Le film n’est pas un film religieux quoiqu’il présente une expérience vécue par des membres d’une secte chrétienne fervente et qu’il soit centré sur leur pratique et leur discours. La caméra, qui va chercher discrètement, subtilement, les contradictions entre le dire et le faire, nous permet de saisir, tout en nous muselant, ce qui se passe dans l’esprit des personnages. Aucun jugement n’est porté ; mais le regard de la caméra reste ironique. Le récit est construit comme une sorte de mosaïque, ou peut-être comme un plat cuisiné très compliqué à exécuter. Chaque partie est préparée séparément puis l’ensemble est monté en un tournemain, de sorte que la pièce apparaît tout à coup comme un chef d’oeuvre qui sera consommé sans histoire. Alors que la préparation et le festin se sont partagé le tiers du temps, la conclusion, qui n’a exigé que trois minutes, nous laisse littéralement « soufflés ». La révélation que fait Babette et la bougie qui s’éteint d’elle-même nous laissent dans le noir. Nous passons sans rupture des sensations a l’intuition et nous en restons bouche bée. Babette révèle qu’elle est une grande artiste et que son bonheur consiste à se dépasser pour rendre les autres parfaitement heureux. L’occasion qui lui a été donnée de réaliser un chef d’oeuvre, alors qu’elle était condamnée à n’effectuer que des oeuvres de second ordre, lui a permis de sortir de l’ordinaire et de se surpasser. Le coup de grâce qu’elle a porté à la communauté a permis de mettre en évidence le lien invisible qui la rassemblait depuis ses débuts et qui semblait s’être rompu. La décision qu’elle a prise d’investir sa fortune pour réaliser un fantasme, l’insistance qu’elle a mise pour faire accepter cette idée déraisonnable et la controverse que la réalisation de son projet a suscitée ont conduit à sa ruine financière. Pourtant, c’est en souriant qu’elle en parle à la fin du repas et je me surprends à penser que sa prière a été exaucée : celle de donner, à ces gens pauvres qui l’avaient accueillie, un avant-goût du festin du Royaume auquel ils aspirent.
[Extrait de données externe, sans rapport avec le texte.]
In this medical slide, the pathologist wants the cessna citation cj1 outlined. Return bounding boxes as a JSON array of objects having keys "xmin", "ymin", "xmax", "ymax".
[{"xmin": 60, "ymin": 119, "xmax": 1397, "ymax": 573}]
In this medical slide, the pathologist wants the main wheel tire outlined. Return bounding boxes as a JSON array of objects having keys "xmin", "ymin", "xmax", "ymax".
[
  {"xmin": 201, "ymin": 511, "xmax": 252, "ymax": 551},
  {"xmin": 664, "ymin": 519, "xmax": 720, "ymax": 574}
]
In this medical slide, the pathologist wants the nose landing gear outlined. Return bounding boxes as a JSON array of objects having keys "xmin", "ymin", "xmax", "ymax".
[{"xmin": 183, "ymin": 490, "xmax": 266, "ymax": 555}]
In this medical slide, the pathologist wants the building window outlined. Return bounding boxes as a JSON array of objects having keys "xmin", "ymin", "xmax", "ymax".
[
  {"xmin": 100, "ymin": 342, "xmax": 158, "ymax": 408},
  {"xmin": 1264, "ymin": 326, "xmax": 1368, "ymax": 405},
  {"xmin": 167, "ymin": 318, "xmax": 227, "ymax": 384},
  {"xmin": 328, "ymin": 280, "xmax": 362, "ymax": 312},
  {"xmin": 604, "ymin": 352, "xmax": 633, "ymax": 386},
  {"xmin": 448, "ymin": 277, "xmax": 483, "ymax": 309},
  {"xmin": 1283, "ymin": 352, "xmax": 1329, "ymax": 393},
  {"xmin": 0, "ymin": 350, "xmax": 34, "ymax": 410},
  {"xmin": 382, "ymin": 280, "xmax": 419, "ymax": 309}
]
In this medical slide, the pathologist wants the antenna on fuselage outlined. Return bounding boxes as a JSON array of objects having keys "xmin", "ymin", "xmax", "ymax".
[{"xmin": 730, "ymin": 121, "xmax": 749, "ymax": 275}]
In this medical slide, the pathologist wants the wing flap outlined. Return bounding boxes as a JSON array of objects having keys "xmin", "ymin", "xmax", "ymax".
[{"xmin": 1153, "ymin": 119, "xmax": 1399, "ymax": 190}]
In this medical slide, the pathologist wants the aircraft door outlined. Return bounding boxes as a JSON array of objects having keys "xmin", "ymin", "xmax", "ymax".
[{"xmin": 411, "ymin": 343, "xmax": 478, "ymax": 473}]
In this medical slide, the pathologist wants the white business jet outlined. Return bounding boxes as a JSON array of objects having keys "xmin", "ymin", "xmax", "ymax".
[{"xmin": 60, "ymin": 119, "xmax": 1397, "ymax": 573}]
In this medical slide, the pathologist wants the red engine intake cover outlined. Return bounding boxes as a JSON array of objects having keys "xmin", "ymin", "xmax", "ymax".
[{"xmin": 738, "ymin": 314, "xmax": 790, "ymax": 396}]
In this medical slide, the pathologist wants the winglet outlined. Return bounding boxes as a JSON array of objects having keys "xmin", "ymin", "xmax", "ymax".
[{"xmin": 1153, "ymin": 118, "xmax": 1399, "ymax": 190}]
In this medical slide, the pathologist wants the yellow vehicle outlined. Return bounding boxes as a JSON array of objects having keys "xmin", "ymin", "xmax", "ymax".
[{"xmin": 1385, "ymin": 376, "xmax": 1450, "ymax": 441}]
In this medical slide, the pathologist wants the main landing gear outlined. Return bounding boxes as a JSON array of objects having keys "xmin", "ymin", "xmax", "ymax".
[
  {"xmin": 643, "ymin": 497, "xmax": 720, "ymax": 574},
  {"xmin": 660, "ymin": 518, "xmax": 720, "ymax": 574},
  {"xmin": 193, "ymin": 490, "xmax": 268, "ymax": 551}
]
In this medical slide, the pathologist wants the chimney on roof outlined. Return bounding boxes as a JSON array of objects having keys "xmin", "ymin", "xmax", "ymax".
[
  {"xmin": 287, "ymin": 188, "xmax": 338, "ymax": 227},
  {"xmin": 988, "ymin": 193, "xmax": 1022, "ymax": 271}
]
Un autre élément qui se dégage du film concerne l’approche féminine. « Au féminin » renvoie habituellement à la dimension maternelle, domestique et privée de la vie. Un comportement fantaisiste, déraisonnable et inconséquent est généralement considéré comme féminin. Les contradictions flagrantes, les changements subits et les décisions insensées sont présentés comme typiques « des femmes ». Ces éléments se retrouvent dans cette histoire mais ils sont présentés d’une autre manière. Il n’est pas question de maternité, pas même spirituelle. ÏÏ s’agit d’un père, pasteur d’une communauté et fondateur d’une secte et de ses deux filles qui prennent la relève en demeurant « sa main droite et sa main gauche ». C’est le père qui a éconduit les prétendants mais les filles elles-mêmes n’avaient pas laissé d’espoir aux deux amoureux très distingués qui les auraient volontiers emmenées faire carrière dans le vaste monde. Elles avaient préféré l’idéal spirituel de leur père aux honneurs liés à la carrière militaire ou à la gloire d’un artiste célèbre.
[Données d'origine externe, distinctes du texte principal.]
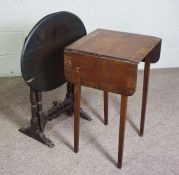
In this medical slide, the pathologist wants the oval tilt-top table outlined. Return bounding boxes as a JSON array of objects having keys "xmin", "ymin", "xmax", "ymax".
[
  {"xmin": 20, "ymin": 11, "xmax": 91, "ymax": 147},
  {"xmin": 64, "ymin": 29, "xmax": 161, "ymax": 168}
]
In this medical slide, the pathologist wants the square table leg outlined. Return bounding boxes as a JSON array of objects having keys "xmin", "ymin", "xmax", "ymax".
[
  {"xmin": 74, "ymin": 83, "xmax": 81, "ymax": 153},
  {"xmin": 139, "ymin": 59, "xmax": 150, "ymax": 136},
  {"xmin": 118, "ymin": 95, "xmax": 128, "ymax": 168},
  {"xmin": 104, "ymin": 91, "xmax": 108, "ymax": 125}
]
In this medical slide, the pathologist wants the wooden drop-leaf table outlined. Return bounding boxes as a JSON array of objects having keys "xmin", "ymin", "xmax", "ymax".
[{"xmin": 64, "ymin": 29, "xmax": 161, "ymax": 168}]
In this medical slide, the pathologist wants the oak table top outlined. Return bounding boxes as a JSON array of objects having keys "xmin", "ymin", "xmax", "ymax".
[
  {"xmin": 65, "ymin": 29, "xmax": 161, "ymax": 64},
  {"xmin": 64, "ymin": 29, "xmax": 161, "ymax": 168}
]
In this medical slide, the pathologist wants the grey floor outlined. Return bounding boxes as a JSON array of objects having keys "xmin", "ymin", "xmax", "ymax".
[{"xmin": 0, "ymin": 68, "xmax": 179, "ymax": 175}]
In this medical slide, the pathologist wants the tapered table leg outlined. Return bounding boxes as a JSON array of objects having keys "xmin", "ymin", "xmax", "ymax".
[
  {"xmin": 74, "ymin": 83, "xmax": 81, "ymax": 153},
  {"xmin": 104, "ymin": 91, "xmax": 108, "ymax": 125},
  {"xmin": 139, "ymin": 59, "xmax": 150, "ymax": 136},
  {"xmin": 118, "ymin": 95, "xmax": 128, "ymax": 168}
]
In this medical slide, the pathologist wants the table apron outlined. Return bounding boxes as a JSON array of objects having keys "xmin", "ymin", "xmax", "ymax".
[{"xmin": 64, "ymin": 50, "xmax": 138, "ymax": 96}]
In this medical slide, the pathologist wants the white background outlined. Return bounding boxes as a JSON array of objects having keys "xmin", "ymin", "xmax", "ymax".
[{"xmin": 0, "ymin": 0, "xmax": 179, "ymax": 76}]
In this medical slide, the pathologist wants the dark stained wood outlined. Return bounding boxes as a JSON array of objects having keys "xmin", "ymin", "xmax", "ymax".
[
  {"xmin": 118, "ymin": 95, "xmax": 128, "ymax": 168},
  {"xmin": 139, "ymin": 60, "xmax": 150, "ymax": 136},
  {"xmin": 64, "ymin": 51, "xmax": 137, "ymax": 96},
  {"xmin": 104, "ymin": 91, "xmax": 108, "ymax": 125},
  {"xmin": 74, "ymin": 83, "xmax": 81, "ymax": 153},
  {"xmin": 65, "ymin": 29, "xmax": 161, "ymax": 64}
]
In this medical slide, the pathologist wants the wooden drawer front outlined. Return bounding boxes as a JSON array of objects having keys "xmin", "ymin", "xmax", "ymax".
[{"xmin": 64, "ymin": 51, "xmax": 137, "ymax": 96}]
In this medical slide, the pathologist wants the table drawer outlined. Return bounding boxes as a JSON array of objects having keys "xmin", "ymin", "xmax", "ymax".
[{"xmin": 64, "ymin": 50, "xmax": 137, "ymax": 96}]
Mais par un étrange retour des choses, ces deux hommes reviennent, à travers Babette, leur rendre ce qu’elles avaient refusé : l’amour terrestre. Le bel officier devenu Général confiera à l’aînée qu’il est demeuré près d’elle toute sa vie et qu’il continuera de demeurer à ses côtés, avec son esprit. L’artiste lyrique, qui avait rêvé de faire de la cadette une diva, lui confie Babette, une âme soeur, qui saura transformer leur vie en les libérant des corvées ménagères pour qu’elles se consacrent au service des pauvres. Quant à Babette, la communarde, qui avait perdu son mari et son fils dont elle chargeait les fusils, elle a repris « un service social, autrement, en devenant artisane de paix.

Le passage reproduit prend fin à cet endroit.